Türk Asrı
İçinden büyük dramlara maruz kalarak geçtiğimiz yirminci asrı, şu bölümlerle mütalaa etmek mümkündür:Trablusgarb, Balkan, I. Dünya, Sarıkamış, Çanakkale, İstiklâl Harbleri'nden meydana...

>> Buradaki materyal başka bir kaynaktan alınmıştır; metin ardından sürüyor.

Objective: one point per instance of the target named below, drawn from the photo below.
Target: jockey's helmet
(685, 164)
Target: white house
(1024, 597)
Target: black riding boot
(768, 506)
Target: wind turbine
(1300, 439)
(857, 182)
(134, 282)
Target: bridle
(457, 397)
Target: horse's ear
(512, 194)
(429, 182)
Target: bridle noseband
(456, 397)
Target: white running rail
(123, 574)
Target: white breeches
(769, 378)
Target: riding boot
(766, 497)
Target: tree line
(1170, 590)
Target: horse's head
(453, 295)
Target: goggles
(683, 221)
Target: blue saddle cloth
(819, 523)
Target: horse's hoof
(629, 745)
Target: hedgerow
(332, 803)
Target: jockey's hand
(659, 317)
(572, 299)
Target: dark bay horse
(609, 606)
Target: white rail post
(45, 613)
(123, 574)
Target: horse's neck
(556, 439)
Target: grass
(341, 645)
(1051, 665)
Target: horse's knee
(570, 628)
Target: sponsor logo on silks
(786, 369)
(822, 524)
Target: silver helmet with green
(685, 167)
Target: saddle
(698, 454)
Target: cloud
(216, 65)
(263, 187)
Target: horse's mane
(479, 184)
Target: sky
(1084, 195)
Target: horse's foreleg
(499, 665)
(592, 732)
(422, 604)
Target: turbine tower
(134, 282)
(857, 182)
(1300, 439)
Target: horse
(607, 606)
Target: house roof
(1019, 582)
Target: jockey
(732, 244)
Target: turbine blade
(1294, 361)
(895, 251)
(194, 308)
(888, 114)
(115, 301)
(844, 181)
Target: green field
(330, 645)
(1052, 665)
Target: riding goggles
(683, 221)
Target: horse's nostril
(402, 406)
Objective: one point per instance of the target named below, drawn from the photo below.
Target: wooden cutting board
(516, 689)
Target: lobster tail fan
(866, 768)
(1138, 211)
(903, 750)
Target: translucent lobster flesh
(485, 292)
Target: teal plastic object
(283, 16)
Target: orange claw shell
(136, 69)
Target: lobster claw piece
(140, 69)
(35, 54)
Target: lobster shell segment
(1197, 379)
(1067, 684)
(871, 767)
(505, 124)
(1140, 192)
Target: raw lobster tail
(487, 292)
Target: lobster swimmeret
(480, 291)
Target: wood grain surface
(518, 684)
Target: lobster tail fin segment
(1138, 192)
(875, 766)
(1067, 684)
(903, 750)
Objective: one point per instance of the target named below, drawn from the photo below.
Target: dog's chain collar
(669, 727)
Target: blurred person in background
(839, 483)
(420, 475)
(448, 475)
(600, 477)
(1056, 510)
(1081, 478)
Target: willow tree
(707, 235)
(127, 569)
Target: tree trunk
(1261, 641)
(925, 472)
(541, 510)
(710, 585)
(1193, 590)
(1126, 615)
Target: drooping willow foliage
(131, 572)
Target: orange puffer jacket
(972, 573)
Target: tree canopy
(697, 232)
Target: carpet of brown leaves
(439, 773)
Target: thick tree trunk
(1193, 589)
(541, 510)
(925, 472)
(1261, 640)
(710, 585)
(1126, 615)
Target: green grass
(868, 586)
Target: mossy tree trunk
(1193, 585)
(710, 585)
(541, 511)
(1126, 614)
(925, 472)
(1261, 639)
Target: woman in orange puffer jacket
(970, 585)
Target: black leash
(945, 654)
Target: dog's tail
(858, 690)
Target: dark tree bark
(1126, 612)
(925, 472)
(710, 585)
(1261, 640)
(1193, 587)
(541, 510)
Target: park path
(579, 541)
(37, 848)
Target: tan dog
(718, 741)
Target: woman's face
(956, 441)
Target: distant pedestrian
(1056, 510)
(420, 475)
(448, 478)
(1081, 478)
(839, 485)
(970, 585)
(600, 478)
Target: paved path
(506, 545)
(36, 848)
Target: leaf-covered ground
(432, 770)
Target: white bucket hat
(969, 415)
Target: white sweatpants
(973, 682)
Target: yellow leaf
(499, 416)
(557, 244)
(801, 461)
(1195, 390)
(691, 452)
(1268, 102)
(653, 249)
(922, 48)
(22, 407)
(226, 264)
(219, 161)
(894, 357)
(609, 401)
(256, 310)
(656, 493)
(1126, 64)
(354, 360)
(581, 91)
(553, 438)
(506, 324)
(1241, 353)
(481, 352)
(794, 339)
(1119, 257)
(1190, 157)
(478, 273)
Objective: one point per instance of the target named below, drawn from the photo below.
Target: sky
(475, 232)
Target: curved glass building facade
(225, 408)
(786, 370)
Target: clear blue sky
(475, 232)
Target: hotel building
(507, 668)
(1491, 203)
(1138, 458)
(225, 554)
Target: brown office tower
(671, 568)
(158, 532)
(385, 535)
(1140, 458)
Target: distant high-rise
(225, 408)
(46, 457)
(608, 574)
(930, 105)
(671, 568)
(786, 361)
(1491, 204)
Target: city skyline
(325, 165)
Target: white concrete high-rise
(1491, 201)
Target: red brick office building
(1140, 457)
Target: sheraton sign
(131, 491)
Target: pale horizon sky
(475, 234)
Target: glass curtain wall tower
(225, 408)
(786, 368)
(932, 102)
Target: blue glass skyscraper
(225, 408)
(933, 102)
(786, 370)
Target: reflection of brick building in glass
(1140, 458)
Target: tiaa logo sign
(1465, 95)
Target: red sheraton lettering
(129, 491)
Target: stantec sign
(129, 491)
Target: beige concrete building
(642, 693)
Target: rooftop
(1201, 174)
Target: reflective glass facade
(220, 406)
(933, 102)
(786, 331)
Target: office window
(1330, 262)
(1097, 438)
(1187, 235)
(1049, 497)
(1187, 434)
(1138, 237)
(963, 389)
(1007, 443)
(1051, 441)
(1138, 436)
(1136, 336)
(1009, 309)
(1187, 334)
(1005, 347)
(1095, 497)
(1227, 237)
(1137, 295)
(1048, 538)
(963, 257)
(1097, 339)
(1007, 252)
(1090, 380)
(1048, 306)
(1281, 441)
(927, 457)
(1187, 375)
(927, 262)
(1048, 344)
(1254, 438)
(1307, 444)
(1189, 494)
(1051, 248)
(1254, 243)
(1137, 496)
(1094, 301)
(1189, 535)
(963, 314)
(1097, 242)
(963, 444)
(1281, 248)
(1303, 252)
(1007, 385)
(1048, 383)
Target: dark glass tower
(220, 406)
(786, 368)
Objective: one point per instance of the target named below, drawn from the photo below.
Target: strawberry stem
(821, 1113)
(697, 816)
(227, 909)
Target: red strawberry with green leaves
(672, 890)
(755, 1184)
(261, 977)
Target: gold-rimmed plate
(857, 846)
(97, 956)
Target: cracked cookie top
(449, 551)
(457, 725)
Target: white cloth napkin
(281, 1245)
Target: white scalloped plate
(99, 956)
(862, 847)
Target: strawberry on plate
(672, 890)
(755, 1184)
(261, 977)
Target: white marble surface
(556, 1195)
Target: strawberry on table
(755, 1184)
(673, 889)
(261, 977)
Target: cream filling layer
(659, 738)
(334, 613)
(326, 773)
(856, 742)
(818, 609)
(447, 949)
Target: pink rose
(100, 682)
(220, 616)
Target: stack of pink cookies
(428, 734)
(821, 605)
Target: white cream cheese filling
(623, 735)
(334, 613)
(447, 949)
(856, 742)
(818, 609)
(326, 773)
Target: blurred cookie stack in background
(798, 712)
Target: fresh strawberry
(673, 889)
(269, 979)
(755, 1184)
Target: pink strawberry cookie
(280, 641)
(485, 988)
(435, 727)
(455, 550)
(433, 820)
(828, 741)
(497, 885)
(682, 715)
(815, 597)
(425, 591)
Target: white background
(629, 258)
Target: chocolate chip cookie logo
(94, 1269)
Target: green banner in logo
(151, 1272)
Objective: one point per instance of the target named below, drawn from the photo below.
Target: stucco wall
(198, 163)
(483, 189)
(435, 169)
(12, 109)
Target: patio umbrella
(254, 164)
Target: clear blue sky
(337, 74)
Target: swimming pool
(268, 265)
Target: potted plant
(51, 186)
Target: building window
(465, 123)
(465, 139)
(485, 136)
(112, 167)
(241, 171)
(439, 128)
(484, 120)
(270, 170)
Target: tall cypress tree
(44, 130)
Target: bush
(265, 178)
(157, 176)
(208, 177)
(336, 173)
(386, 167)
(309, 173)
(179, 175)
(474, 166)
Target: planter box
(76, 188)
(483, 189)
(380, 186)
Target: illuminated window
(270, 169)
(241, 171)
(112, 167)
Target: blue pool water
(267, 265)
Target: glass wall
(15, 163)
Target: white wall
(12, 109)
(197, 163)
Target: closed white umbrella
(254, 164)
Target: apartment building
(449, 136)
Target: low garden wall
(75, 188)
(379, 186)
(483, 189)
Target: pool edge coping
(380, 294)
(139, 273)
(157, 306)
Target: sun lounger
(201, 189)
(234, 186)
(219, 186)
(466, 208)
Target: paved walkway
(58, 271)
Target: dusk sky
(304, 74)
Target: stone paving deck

İçinden büyük dramlara maruz kalarak geçtiğimiz yirminci asrı, şu bölümlerle mütalaa etmek mümkündür:
Trablusgarb, Balkan, I. Dünya, Sarıkamış, Çanakkale, İstiklâl Harbleri'nden meydana gelen "Sıcak Harp Yılları", II. Dünya Harbi sonrası 1945'ten 1990'a kadarki "Soğuk Savaş Yılları", 1923-1950 arası Tek Parti iktidarının gardırop devrimleriyle vatandaşı şekillendirmeye çalıştığı "Zorbalık Yılları", 27 Mayıs 1960'tan 28 Şubat 1997'ye kadar 10 yılda bir tekrarlanan "Darbe Yılları", 1960'lı '70'li yıllardakilerle beraber 1990-2002 tarihleri arasındaki "Koalisyon Yılları" 1978 Ekonomik krizi, 1995 Ekonomik krizi, 2001 Ekonomik krizinin yaşandığı "Yokluk Yılları"...
Yirminci asır, bilhassa II. Dünya Harbi'nden sonra diğer milletler için bir kalkınma, büyüme ve gelişme süreci olurken bizim için kayıptır. Geçen asrın ilk 22 yılı ile soğuk savaş dönemindeki ideolojik ve ayrılıkçı kavgalar yüzünden ölenlerle birlikte rahat 400 bin insan kaybımız vardır. Bu asırdaki kalkınma, huzur ve istikrar yılları en fazla 25 yıldır. O yıllar, dışarıya karşı ekonomik bağımlılık, ticari bağımlılık, politik bağımlılık, askerî bağımlılık yıllarıdır. Böyle bir tarihten rövanş alınması lazımdı. Biz tarihten alacaklıydık. Bunun için de ufuk, cesaret ve çalışma olmalıydı. "21. Asır Türk asrı olacaktır!" sözü, merhum Turgut Özal'a aittir. Kendisi bugünleri göremedi. Fakat açtığı yoldan 21 Asra başlayan AK Parti, bu fikrin gerçekleşmesi için büyük işlere imza attı.